I am curious to hear what other people's experience is with Deep Sleep stats.  According to my 945, I get about 10-15 mins of Deep Sleep a night.  First, I do not know if this is normal for the average person.  Second, is the 945 sleep stats accurate?

  • jealous, I stopped looking at the Garmin Sleep stats, because most of the nights it shows that I have less than 15 min deep sleep. If this was correct then I would be dead by now.....

  • most of the nights it shows that I have less than 15 min deep sleep. If this was correct then I would be dead by now.....

    Who told you this myth?  Spend a year a in a combat situation and then try and tell someone they'd be dead because they had less than 15 mins of deep sleep a night.  Relaxed

  • Hi there - I was looking into the Oura ring. I get 8 hours of sleep and only 58 min of deep on the average on my FR watch. The report on average will update 3 times first reporting over 2 hours of deep sleep but once the REM processes in then I basically get a report of an average of 58 min. Its crazy.

    I am now super paranoid bc I am doing everything I can to get deep sleep (sleep, exercise, sleep hygiene, low carb diet, no screens before bed etc)... With my family hx of Alzheimer's, I try to do everything I can!!! As a 36 y/o I am wanting to improve my odds.

    Do you recommend the Oura ring or feel it may also fail to accurately record? Have you found anything that does accurately record sleep patterns? I dont' want to do a sleep study in a lab. It def won't record my sleep accurately with the stressors of sleeping out of my normal environment.

    Let me know if you found anything useful - kindly Annie

  • I can only refer to my very own experience with Oura, others might disagree. But I feel it is pretty good, but it depends which finger you wear it on. Ring finger works best, index finger is a bit worse but still ok. Comparing Oura with Fitbit Versa was more or less consistant, both were mostly in line. AND Garmin also was once, when they used Firstbeat's sleep algorithm. You could compare this with the FR935, up to the firmware release when they introduced their own sleep algorithm it was pretty good also, then it became useless. Garmin's sleep tracking needs massive improvement, I never understood why they ditched the fairly accurate Firstbeat sleep metric.

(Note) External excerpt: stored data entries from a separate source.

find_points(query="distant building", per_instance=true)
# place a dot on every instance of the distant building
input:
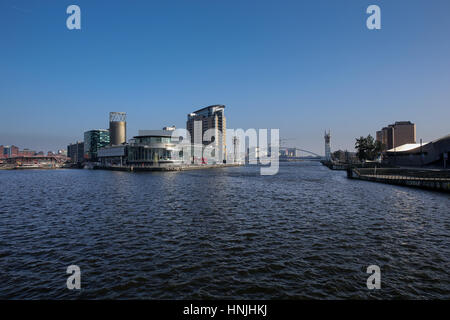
(9, 151)
(94, 140)
(397, 134)
(209, 118)
(433, 154)
(75, 151)
(27, 153)
(149, 148)
(117, 128)
(327, 138)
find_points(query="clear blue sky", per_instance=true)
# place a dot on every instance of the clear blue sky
(300, 66)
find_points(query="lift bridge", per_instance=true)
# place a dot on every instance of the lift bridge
(296, 153)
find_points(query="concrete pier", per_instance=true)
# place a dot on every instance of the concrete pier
(438, 180)
(166, 167)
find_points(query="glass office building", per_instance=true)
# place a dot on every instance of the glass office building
(155, 147)
(93, 141)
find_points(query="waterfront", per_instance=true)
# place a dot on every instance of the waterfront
(307, 232)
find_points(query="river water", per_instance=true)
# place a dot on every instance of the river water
(230, 233)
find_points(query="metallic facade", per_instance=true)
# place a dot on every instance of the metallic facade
(117, 128)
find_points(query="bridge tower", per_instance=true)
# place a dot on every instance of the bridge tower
(327, 145)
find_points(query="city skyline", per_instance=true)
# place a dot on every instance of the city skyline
(300, 67)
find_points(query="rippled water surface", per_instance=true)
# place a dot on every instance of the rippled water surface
(306, 232)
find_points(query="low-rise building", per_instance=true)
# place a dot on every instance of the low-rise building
(435, 154)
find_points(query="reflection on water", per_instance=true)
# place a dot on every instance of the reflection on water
(306, 232)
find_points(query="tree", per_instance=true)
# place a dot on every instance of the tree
(367, 148)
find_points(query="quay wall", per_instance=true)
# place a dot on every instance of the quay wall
(438, 180)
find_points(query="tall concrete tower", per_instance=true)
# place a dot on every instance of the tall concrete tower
(327, 145)
(117, 128)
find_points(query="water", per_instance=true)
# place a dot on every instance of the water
(307, 232)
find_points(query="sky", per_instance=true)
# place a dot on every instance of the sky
(298, 66)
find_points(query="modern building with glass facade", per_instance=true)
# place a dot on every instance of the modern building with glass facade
(75, 152)
(209, 119)
(93, 141)
(155, 147)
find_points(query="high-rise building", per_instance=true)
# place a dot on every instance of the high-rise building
(94, 140)
(75, 152)
(397, 134)
(117, 128)
(209, 118)
(10, 151)
(327, 137)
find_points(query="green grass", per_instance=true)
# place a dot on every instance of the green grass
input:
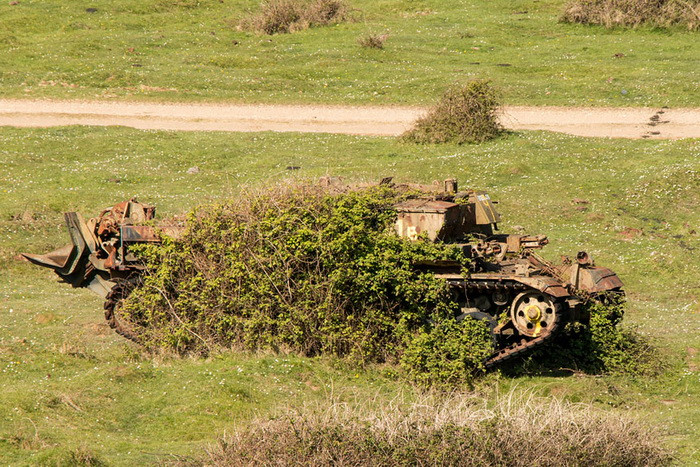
(188, 50)
(67, 383)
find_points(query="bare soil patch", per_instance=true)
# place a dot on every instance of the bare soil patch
(374, 121)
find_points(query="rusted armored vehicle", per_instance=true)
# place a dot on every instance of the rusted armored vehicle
(524, 299)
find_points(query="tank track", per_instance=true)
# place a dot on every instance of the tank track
(112, 301)
(524, 345)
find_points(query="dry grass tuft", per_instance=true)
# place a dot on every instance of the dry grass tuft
(634, 13)
(465, 114)
(285, 16)
(520, 429)
(373, 41)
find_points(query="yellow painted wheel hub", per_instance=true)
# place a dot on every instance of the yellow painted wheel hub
(533, 313)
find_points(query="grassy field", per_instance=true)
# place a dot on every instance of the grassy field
(70, 389)
(191, 50)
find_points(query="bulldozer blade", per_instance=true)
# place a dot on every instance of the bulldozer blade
(56, 259)
(71, 258)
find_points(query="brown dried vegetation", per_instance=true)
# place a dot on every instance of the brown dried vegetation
(465, 114)
(634, 13)
(520, 429)
(286, 16)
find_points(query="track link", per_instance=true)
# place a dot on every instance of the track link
(113, 302)
(524, 346)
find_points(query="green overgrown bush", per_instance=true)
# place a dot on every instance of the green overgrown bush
(518, 429)
(603, 346)
(285, 16)
(634, 13)
(373, 41)
(308, 271)
(465, 114)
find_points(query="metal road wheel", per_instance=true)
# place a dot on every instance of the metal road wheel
(114, 301)
(533, 313)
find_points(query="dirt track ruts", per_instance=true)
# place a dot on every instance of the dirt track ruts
(653, 123)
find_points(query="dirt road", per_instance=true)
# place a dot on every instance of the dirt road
(383, 121)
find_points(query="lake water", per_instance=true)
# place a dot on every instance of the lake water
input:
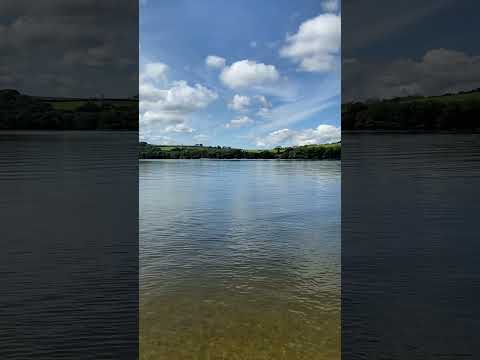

    But anyways, to answer your question; yes, for sleep tracking, I would recommend Oura. From my personal experience, it is in line how I feel and how I would describe my sleep from my own viewpoint.

  • I've had much the same experience as you guys, but I don't wear my 945 to sleep as I use a Vivosmart 3 as my activity tracker for things like sleep, steps, etc.  I will say that the 945 actually seems BETTER than the Vivo in that department as it typically gives me more deep/REM sleep than the Vivo.

    Agree with the earlier poster in that Fitbit did this aspect much better.  And I'm also interested in the Oura too.  I just think the ring is the best form factor for a 24/7 tracker, I wish Garmin would come up with one that fit into their ecosystem.

  • Annie, you should relax. The FR945 just tries to measure your sleep but without measuring brain waves or something like this, it ist just a better guess. The biggest problem is if you worry too much about your sleep. The FR945 usually shows a maximum of 1 hour deep sleep per night, very often I don't have any deep sleep. With my old Fenix 3HR I had 3 hours of deep sleep and more. So it's a problem of the hardware and not my sleep. If you realy want to know the details go to a sleep lab instead of spending money for hardware that can never improve your sleep quality.

  • I recently spent 2 nights in a proper sleeping lab and can tell you that the results look absolutely nothing like the watch stats.

  • Sleep (deep or not deep;) tracking on 945 is literally useless. 

  • Well, woulnd't say 100% useless, but certainly not so accurate, defining the hours of sleep helps.

  • I agree with  with the current firmware version it IS utterly useless. The only thing the watch gets somehow right is when you go to bed and when you get up. Anything in between is purely random and not related to your sleep stage. I mean, it showed I was in deep sleep when I actually woke up and briefly looked at my clock next to my bed. For the time being it is not much more than a funny gimmick.